Dealing with the cable company is about as much fun as dragging your nails across a chalk board.
So Time Warner’s recent notice informing thousands of customers they would now be charged an extra fee for their cable modems wasn’t met with a lot of celebration. But it may be a good thing, a trend that could eventually lead to more choice when it comes to cable service.
The new $3.95 a month charge is on top of the regular cable and Internet bill. In New York City, a typical Time Warner customer can pay nearly $150 a month -- without adding any premium services such as HBO. So it’s unsurprising that the additional charge -- some would say it’s actually a hidden rate hike -- garnered expletive-laced comments on social media sites.
There is a way to beat the fee -- but Time Warner is making it as difficult as possible. Customers can purchase an “approved” cable modem. There are only five approved Motorola models listed on the Time Warner site (the cable company did not respond to FoxNews.com for this article). Prices range from about $50 to $150, so going with a basic model will pay for itself in just over a year. (Lower-priced models use the slower DOCSIS 2.0 standard; higher-priced models use the faster DOCSIS 3.0 and include built-in wireless routers.)
Time Warner doesn’t make it easy to switch, however. To begin with, the company doesn’t sell modems directly to subscribers, so a trip to your local Best Buy is the first step. Then customers must call in to Time Warner to switch modems -- my initial service call without any hitches or having to wait long was roughly 45 minutes.
The first time you call, all the cable company does is enter the request to change the modem. It takes another four to five days to provision (or configure) the line. This kind of manual provisioning is a throwback to the pre-Web era of ISDN lines. So after first installing the new modem to alert the cable company, one then has to uninstall it; reinstall the old modem and wait. (My service rep called back in three and a half days.)
After you receive the call, you can then swap out the modems again. But, wait, you’re not done yet. If you don’t want to still be charged the additional monthly fee, you must trek over to the local Time Warner office and physically return the old modem. In New York City, the lines are extending out onto the street to make returns, with wait times of about an hour.
In the end, you’ll get better performance out of a new modem you purchase than from hanging onto the old model. I replaced an ancient RCA model with a zippy $150 Motorola SURFboard SBG6580 modem and wireless router. In anecdotal tests, I immediately saw performance improve by roughly 30 percent. And if you’ve got an older Wi-Fi router, the SBG6580 should also improve wireless connections around the house.
Time Warner isn’t the only cable company charging modem rental fees. Comcast already charges some customers $7 a month. So is the own-your-own-box trend going to spread?
“It’s certainly put a spotlight on it,” Tom Dunleavy, a senior director at Motorola Mobility told FoxNews.com.
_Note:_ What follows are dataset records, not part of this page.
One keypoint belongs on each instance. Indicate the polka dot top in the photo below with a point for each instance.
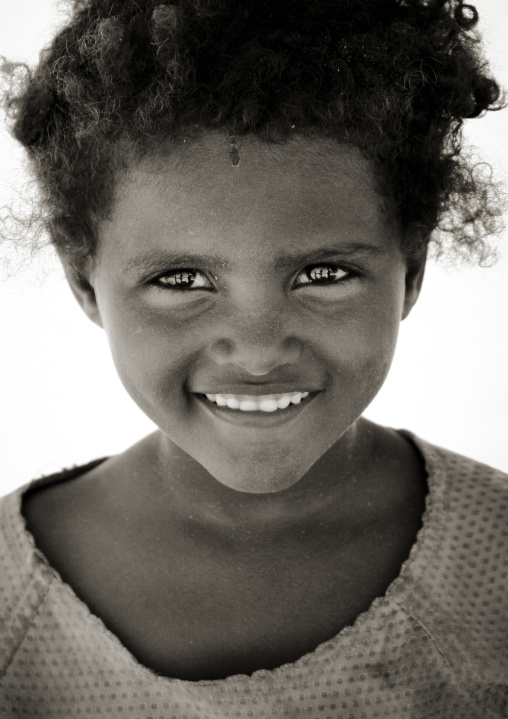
(435, 646)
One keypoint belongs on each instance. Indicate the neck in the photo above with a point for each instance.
(332, 485)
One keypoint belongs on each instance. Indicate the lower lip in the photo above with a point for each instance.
(258, 418)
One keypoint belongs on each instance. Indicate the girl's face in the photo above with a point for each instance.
(277, 275)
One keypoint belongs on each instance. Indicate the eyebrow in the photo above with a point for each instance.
(154, 260)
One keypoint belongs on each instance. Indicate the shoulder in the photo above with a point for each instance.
(460, 593)
(472, 495)
(23, 585)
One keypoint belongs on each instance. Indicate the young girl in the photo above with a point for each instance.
(242, 196)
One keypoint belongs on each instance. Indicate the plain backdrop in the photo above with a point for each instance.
(61, 402)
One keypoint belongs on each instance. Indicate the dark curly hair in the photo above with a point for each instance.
(396, 78)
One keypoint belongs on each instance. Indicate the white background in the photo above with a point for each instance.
(61, 402)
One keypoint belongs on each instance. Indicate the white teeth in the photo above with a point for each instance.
(248, 405)
(265, 403)
(268, 405)
(233, 403)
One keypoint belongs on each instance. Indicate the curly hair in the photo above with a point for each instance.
(396, 78)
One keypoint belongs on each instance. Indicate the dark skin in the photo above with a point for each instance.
(232, 548)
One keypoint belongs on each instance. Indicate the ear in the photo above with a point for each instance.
(414, 279)
(83, 292)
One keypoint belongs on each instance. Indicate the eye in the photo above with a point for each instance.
(327, 274)
(182, 279)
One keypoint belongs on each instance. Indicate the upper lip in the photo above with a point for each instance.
(258, 390)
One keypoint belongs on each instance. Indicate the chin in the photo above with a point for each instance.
(257, 481)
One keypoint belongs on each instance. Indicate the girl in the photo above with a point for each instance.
(242, 196)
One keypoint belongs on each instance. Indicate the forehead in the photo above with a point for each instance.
(277, 193)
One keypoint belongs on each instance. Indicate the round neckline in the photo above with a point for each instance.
(411, 566)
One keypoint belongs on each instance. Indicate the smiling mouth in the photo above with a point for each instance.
(264, 406)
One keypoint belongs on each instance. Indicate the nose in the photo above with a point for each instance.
(257, 343)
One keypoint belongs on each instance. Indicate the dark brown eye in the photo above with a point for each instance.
(182, 279)
(322, 275)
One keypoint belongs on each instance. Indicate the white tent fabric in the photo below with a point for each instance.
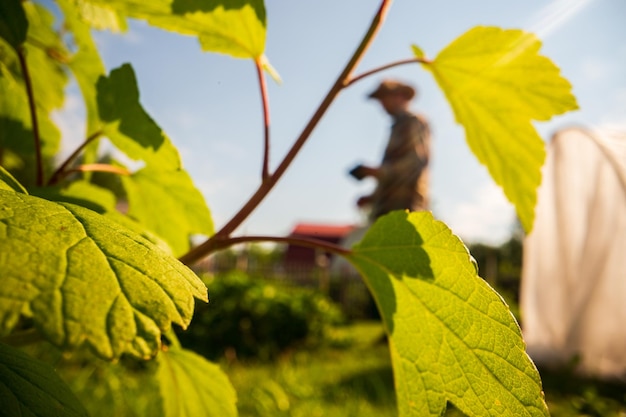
(573, 291)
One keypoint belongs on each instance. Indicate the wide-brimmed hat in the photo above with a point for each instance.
(393, 87)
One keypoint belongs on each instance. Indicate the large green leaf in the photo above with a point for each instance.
(497, 83)
(191, 386)
(233, 27)
(168, 204)
(128, 125)
(84, 278)
(29, 387)
(451, 336)
(13, 23)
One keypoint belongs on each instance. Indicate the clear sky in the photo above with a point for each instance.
(210, 106)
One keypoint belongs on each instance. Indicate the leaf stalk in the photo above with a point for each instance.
(266, 186)
(21, 53)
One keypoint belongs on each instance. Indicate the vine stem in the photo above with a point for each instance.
(266, 186)
(33, 114)
(60, 172)
(221, 243)
(112, 169)
(386, 67)
(265, 173)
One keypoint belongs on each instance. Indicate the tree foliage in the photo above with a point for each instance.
(82, 268)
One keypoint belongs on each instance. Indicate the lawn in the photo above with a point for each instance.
(352, 377)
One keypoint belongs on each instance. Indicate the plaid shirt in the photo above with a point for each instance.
(403, 179)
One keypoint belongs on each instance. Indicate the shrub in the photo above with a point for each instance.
(253, 318)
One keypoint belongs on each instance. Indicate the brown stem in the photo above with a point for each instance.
(22, 338)
(224, 242)
(60, 172)
(266, 186)
(33, 114)
(265, 173)
(385, 67)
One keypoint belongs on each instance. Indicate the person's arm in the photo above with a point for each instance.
(362, 171)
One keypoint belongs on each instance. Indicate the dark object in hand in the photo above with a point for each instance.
(358, 172)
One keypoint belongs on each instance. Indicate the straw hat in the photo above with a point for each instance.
(390, 86)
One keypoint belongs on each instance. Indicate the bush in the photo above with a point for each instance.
(253, 318)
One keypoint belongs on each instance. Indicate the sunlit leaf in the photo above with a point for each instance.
(8, 182)
(128, 125)
(29, 387)
(84, 278)
(497, 84)
(99, 17)
(168, 204)
(233, 27)
(13, 23)
(451, 336)
(191, 386)
(81, 193)
(85, 63)
(43, 52)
Dunleavy expects cable modem sales to pick up, and the company plans to introduce even faster models next year.
However, in addition to the hassle of installing one’s own equipment, there’s the traditional resistance of American consumers who object to paying for everything up front. That’s why cellphones are relatively cheap, but monthly wireless charges are almost larcenous. And it’s why we continue to pay for set-top boxes and DVRs that are technologically years behind the state of the art.
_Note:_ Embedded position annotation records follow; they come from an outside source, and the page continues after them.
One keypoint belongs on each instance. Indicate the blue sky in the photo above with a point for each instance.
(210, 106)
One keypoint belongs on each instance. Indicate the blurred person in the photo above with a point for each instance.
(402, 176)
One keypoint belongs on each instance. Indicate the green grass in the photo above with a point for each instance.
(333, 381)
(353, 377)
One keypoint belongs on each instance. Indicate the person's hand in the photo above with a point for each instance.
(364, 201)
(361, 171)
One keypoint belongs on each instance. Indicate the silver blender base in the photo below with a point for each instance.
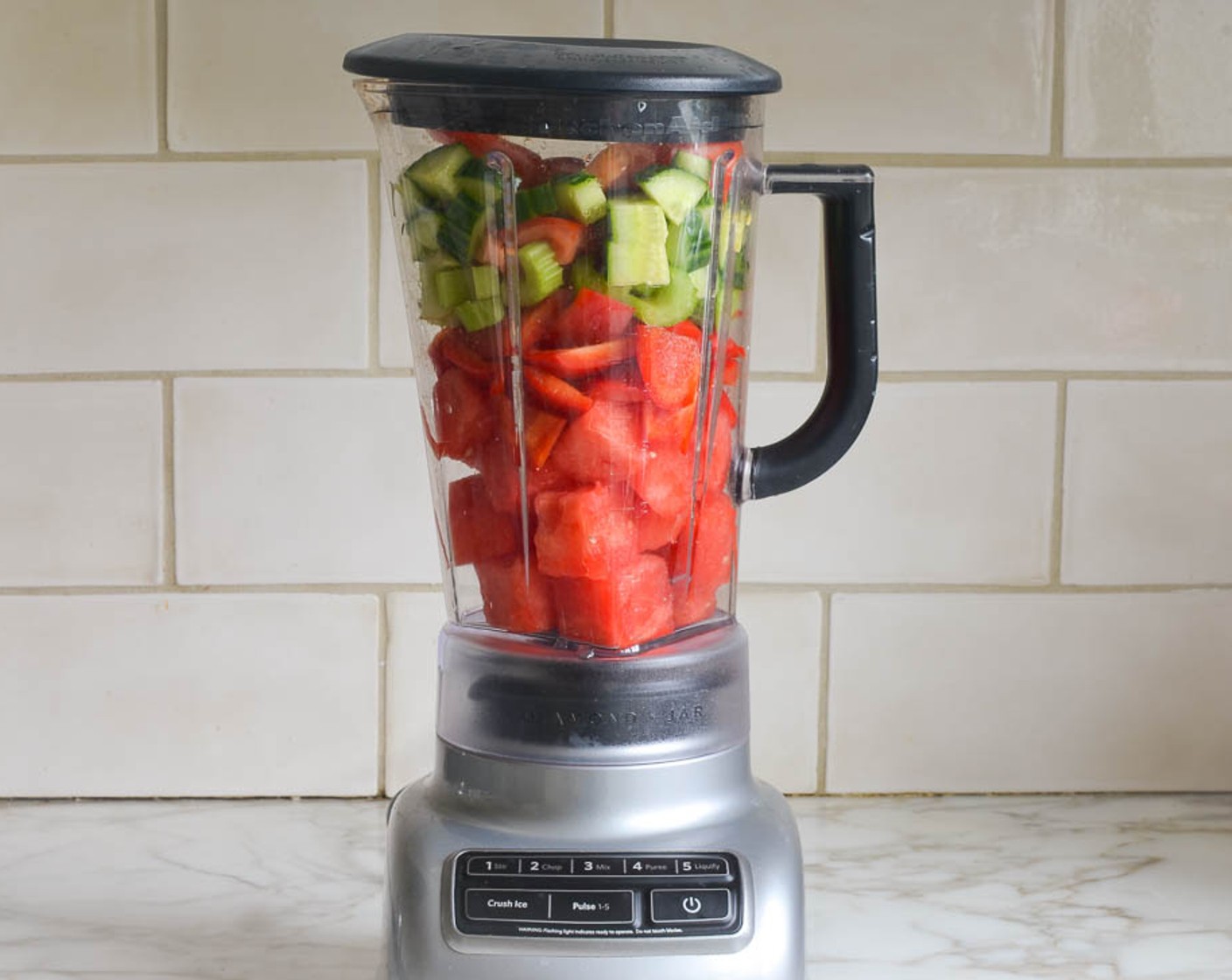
(630, 792)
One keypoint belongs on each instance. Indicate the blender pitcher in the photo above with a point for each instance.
(574, 223)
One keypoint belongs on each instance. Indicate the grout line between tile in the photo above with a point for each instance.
(1057, 148)
(823, 727)
(1059, 482)
(171, 575)
(833, 588)
(374, 264)
(382, 690)
(160, 51)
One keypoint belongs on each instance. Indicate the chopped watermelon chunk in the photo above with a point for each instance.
(657, 530)
(584, 533)
(515, 597)
(633, 606)
(464, 415)
(477, 529)
(670, 365)
(695, 584)
(584, 360)
(592, 318)
(603, 445)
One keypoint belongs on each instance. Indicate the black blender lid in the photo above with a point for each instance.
(598, 66)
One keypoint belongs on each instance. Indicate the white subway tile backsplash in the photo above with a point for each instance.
(80, 483)
(416, 621)
(1148, 78)
(1027, 693)
(301, 481)
(882, 75)
(268, 74)
(1148, 482)
(78, 77)
(195, 696)
(785, 675)
(787, 269)
(948, 483)
(1020, 269)
(391, 304)
(181, 267)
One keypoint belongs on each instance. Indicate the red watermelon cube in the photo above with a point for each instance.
(515, 597)
(633, 606)
(586, 533)
(477, 529)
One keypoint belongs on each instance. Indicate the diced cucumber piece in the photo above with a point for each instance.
(435, 172)
(693, 163)
(637, 265)
(430, 306)
(668, 304)
(452, 286)
(676, 192)
(580, 196)
(483, 281)
(541, 274)
(479, 313)
(479, 181)
(583, 275)
(424, 227)
(634, 220)
(535, 202)
(637, 254)
(462, 227)
(689, 244)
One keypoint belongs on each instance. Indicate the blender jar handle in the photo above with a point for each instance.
(827, 434)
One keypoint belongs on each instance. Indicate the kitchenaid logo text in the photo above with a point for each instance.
(676, 129)
(682, 715)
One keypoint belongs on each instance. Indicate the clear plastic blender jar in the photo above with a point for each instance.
(576, 226)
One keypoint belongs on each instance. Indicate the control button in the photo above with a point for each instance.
(598, 865)
(504, 905)
(546, 865)
(492, 864)
(691, 905)
(706, 867)
(592, 906)
(651, 865)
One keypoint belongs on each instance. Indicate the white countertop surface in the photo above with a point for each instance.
(966, 888)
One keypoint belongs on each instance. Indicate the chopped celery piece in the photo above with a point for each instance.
(541, 274)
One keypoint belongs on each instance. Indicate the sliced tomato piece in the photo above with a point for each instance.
(562, 234)
(616, 164)
(540, 319)
(528, 164)
(592, 318)
(555, 392)
(588, 360)
(670, 365)
(613, 389)
(542, 430)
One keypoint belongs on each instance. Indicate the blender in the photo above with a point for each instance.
(574, 225)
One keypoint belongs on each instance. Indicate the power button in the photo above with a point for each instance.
(691, 905)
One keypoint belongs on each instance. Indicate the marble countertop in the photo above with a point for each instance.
(962, 888)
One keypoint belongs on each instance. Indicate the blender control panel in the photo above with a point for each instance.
(600, 895)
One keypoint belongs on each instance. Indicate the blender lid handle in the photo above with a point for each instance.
(827, 434)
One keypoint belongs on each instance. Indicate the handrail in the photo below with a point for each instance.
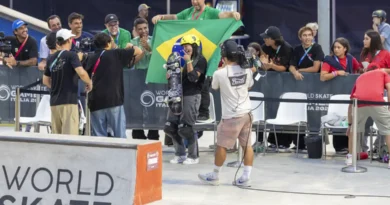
(35, 23)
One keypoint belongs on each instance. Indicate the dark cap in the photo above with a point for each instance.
(51, 40)
(230, 46)
(272, 32)
(379, 14)
(110, 18)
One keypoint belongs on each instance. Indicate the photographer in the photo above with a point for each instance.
(61, 74)
(234, 82)
(24, 48)
(106, 100)
(179, 127)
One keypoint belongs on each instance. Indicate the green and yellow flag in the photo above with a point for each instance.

On the other hand, moving to the customer-owned model has benefits for the cable company. Time Warner isn’t rolling trucks out to make the switch or install new modems for customers, for example. Tech support could also be sloughed off on the cable modem manufacturers. And once you’ve bought a modem that only works with Time Warner, you’re less likely to switch to a competing service.
For years, cable companies have fought tooth-and-nail against this model. The idea of ceding monthly fees and control over the set-top box has been anathema to them, which is why Apple and Google are still struggling to offer improvements to their set-top boxes: The cable companies don’t want to cooperate.
Now the question is, if Time Warner and others now see potential benefits to having customers buy their own cable modems, could they begin to offer the same option when it comes to set-top boxes and DVRs? One can only hope.